NeurIPS 2020

Grasp Proposal Networks: An End-to-End Solution for Visual Learning of Robotic Grasps


Meta Review

This paper proposes an approach to predict multiple stable 6-dof grasp parameters for standard parallel-jaw grippers from object point cloud inputs, with associated confidence values. Grasps are represented as tuples of (contact points of the 2 jaws and the pitch angle of the gripper), which motivates the new architectural choices proposed here, inspired by standard architectures in 2D object detection. While the network is trained end-to-end, it is internally decomposed in a sensible stage-wise manner. They also create a synthetic 22.6M 6-DOF grasp dataset built on ShapeNet objects using physics simulation, which upon public release, will be the largest such dataset. Finally, there are some limited transfer results that demonstrate transferability to real-world grasping with acceptable performance drop.
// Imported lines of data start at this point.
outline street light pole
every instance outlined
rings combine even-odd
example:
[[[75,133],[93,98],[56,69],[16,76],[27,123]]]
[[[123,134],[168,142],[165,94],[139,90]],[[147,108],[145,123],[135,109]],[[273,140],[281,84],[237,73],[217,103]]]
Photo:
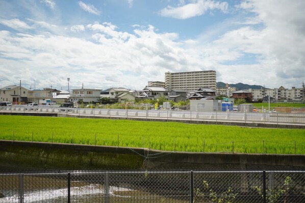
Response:
[[[269,93],[269,99],[268,99],[268,109],[269,113],[270,113],[270,92]]]
[[[70,79],[68,78],[67,80],[68,80],[68,92],[70,93],[70,89],[69,89],[69,81],[70,81]]]

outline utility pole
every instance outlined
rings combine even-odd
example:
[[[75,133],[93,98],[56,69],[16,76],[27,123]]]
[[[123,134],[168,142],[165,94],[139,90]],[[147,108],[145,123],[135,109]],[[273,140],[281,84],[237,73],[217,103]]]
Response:
[[[20,104],[21,102],[21,80],[20,80],[20,95],[19,97],[19,104]]]
[[[34,103],[36,103],[36,80],[34,80]]]
[[[70,78],[68,78],[67,80],[68,80],[68,92],[70,93],[70,89],[69,89],[69,81],[70,81]]]
[[[303,100],[305,101],[305,87],[304,86],[304,81],[303,81],[302,83],[302,87],[303,87]]]

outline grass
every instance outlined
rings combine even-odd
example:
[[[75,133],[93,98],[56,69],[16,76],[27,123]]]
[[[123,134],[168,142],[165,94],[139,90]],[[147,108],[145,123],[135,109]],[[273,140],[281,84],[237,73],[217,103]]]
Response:
[[[305,154],[303,130],[26,116],[0,115],[0,120],[3,140],[172,151]]]
[[[262,106],[264,106],[265,109],[268,108],[268,104],[267,103],[253,103],[253,107],[261,108]],[[270,108],[272,109],[275,107],[292,107],[301,108],[305,107],[305,104],[299,104],[299,103],[270,103]]]

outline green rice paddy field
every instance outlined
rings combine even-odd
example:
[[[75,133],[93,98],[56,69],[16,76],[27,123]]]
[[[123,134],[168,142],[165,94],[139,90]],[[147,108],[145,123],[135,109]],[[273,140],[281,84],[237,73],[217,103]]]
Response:
[[[171,151],[305,154],[305,130],[0,115],[0,139]]]

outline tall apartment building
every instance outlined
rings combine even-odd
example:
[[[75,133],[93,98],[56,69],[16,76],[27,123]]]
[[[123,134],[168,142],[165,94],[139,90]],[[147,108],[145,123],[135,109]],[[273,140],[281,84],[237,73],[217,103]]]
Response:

The author responses were helpful in addressing many of the weaknesses raised in the first round of reviews (and I urge the authors to incorporate key response points into future versions), but a few concerns remain. In particular, grasping in robotics is a long-studied field, typically involving extensive real-world experimentation and benchmarking for proper evaluation. By comparison, the real-world transfer results presented here are limited. While I am recommending acceptance, I urge the authors to consider more extensive experimentation on reporting real-world grasping results. Another drawback is that, unlike a lot of recent grasping work, the method is only ever evaluated on objects from the training categories. It would be interesting to see evaluation on unseen object categories too. Finally, the current broader impact statement could be improved with some more careful thought, particularly about ethical consequences. "Negative impact may arise if the technology is abused" really doesn't say anything at all.